The pros: The app is catered more toward women, but I’m seeing more men pop up on there primarily to buy and sell women’s fashion. You can negotiate prices by making an offer/counter offer, and items are protected by Poshmark’s guarantee: Get the item you ordered in its described condition, or get your money back.
It’s very simple and easy to use, and tried and tested as one of the first apps of its kind. You can recieve invites to attend Poshmark parties and events in your area. When you search for an item on the app to purchase, it automatically filters the search to only show items in your size.

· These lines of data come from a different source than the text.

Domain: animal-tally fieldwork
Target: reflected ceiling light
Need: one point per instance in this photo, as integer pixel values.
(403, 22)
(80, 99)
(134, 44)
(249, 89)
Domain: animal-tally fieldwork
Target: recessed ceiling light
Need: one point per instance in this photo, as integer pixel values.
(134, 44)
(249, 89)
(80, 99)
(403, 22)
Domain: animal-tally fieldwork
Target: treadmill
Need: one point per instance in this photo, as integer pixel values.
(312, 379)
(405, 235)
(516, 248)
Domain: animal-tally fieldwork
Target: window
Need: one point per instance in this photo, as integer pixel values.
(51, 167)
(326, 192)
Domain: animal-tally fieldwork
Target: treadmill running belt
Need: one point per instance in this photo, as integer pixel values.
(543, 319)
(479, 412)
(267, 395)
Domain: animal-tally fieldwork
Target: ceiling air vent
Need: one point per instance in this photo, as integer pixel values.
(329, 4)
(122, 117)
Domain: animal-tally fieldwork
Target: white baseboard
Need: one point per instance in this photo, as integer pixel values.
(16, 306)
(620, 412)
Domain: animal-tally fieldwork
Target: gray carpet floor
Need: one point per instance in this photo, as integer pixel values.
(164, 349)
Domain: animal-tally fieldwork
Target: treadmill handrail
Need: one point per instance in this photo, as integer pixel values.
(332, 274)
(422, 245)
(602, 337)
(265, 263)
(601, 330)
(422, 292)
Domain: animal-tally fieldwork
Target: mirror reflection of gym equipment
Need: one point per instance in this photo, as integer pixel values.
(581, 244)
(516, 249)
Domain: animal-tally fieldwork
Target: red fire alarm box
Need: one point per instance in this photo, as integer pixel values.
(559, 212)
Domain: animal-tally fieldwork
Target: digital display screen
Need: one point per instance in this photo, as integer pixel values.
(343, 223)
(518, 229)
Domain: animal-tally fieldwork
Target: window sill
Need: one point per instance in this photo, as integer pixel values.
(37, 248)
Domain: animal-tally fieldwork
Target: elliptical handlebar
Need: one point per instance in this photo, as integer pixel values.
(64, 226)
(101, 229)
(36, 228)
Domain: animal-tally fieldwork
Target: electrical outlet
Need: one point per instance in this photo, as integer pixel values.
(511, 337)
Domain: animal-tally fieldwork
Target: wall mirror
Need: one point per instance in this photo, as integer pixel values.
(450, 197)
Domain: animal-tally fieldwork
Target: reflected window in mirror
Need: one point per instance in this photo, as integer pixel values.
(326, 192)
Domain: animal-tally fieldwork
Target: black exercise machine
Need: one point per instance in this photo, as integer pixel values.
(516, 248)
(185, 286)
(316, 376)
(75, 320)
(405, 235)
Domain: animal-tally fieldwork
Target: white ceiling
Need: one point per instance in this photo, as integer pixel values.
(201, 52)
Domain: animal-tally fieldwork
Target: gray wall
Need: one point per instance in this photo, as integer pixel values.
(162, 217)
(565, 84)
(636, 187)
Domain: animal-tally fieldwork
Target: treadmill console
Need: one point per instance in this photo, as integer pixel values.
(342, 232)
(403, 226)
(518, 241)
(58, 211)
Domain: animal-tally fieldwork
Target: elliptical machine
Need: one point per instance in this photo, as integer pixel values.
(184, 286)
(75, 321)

I’ve earned tons of extra cash selling my gently used clothing on this app. Poshmark sends you a shipping label when you sell an item. Poshmark hosts in-app parties to help you sell items, and they offer incentives to help you sell such as discounted shipping, notifications for likes, comments, and more. Earn $5 when you first sign up using code: JBJTE
The cons: When selling, Poshmark takes a HEFTY commission, up to 20 percent. This is huge. And when buying, shipping costs of $6.99 are added to your purchase
The pros: Mercari just began taking commission from sales, yet it’s only 10 percent. You can buy and sell anything from electronics to clothing. I also find their prices more reasonable on certain items. You can choose to pay for shipping or charge the customer for it. Purchases are protected by Mercari’s guarantee: Receive the item in its described condition or get your money back.
Mercari also sends you a shipping label when you sell an item.

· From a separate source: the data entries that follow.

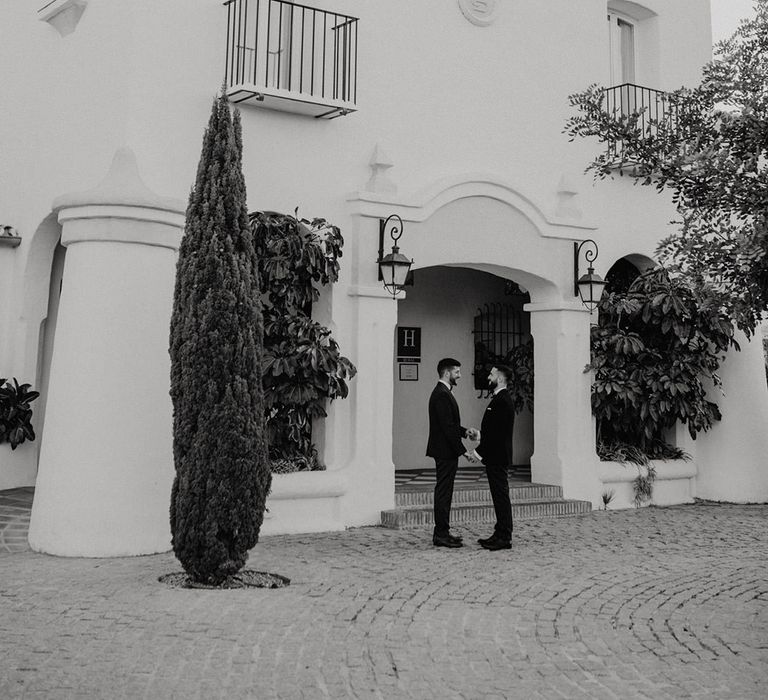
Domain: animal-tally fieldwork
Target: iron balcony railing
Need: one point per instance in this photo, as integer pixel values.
(653, 107)
(286, 51)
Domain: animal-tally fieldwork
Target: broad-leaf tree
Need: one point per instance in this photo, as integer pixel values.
(220, 449)
(656, 352)
(709, 148)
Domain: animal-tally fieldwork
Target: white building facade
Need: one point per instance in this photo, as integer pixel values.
(447, 113)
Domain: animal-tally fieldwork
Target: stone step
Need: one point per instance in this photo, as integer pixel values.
(413, 516)
(477, 494)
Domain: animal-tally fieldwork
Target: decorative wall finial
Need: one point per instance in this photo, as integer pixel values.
(63, 15)
(380, 181)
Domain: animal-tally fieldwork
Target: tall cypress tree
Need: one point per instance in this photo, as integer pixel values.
(219, 443)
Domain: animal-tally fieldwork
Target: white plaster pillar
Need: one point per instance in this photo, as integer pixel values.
(731, 456)
(563, 434)
(106, 463)
(371, 472)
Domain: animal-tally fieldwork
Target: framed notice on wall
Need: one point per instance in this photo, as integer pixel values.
(408, 344)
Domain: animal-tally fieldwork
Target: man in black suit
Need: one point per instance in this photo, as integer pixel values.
(495, 452)
(445, 447)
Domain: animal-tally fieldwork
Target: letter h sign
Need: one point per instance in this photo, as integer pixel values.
(408, 344)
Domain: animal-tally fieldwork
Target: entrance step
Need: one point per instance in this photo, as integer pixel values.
(474, 505)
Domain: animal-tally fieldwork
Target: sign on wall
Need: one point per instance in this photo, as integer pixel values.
(408, 344)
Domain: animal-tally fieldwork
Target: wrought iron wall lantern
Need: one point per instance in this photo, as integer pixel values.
(394, 268)
(589, 286)
(9, 236)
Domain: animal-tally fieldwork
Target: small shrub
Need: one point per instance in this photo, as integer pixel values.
(15, 412)
(643, 485)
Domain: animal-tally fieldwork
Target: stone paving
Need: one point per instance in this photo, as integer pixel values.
(655, 603)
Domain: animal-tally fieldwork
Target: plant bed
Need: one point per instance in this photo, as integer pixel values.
(246, 578)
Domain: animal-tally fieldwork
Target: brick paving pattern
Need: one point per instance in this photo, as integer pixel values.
(655, 603)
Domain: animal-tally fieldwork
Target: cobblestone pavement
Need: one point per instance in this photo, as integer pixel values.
(656, 603)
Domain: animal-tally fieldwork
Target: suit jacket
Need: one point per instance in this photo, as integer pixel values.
(445, 429)
(495, 446)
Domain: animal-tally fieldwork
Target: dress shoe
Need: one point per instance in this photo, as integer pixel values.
(449, 541)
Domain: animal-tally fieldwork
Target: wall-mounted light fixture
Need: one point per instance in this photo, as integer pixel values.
(9, 236)
(589, 286)
(394, 267)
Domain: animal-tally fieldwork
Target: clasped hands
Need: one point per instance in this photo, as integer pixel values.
(474, 435)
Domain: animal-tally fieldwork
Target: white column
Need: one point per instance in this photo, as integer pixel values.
(563, 433)
(106, 463)
(731, 456)
(371, 472)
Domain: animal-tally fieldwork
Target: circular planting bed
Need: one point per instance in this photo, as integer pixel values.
(243, 579)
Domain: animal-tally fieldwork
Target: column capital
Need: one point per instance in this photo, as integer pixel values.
(534, 307)
(123, 200)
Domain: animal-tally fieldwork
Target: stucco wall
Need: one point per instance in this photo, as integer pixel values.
(479, 108)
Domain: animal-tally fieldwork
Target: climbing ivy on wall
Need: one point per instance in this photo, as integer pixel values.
(303, 366)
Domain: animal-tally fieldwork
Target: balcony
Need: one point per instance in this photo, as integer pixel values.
(290, 57)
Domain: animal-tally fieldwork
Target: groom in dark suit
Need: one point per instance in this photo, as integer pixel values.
(495, 451)
(445, 447)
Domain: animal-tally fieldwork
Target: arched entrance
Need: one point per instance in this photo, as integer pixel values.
(462, 313)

Overall, it’s very easy to use. I personally have sold a lot more with Mercari than Poshmark, but I have more of an array of items then just apparel and accessories. Referral promotion: Give $2 get $2 when you sign up using code: RUQFCA. So not only do you save, but so does anyone you refer.

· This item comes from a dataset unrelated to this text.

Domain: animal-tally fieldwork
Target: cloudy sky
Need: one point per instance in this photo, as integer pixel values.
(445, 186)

The cons: You can’t negotiate prices unless you do it through the comments section and ask the seller to lower the price. I only list this as a detraction because people sometimes get offended by your offer. In contrast, Poshmark allow you to either not accept an offer or counter it.
However, Mercari just launched a private chat for each seller so others can’t see your offer or comments. That in essence turns the detraction into a BIG PLUS!
Mercari can be a little confusing and a bit cluttered to use at first. It caters to a very broad market, meaning there are people selling all kinds of things on the app and makes it hard to find what you are looking for. But by using the search function, you can narrow down what your looking for.
To wrap it up, I feel Mercari has a lot of potential and is a perfect fit for both men and women to sell things other than clothing. If you are selling high-end clothes, shoes, handbags, or accessories, Poshmark is definitely the way to go, despite their excessive commission. Both apps make it very easy to sell an item. I currently have both apps installed in my phone.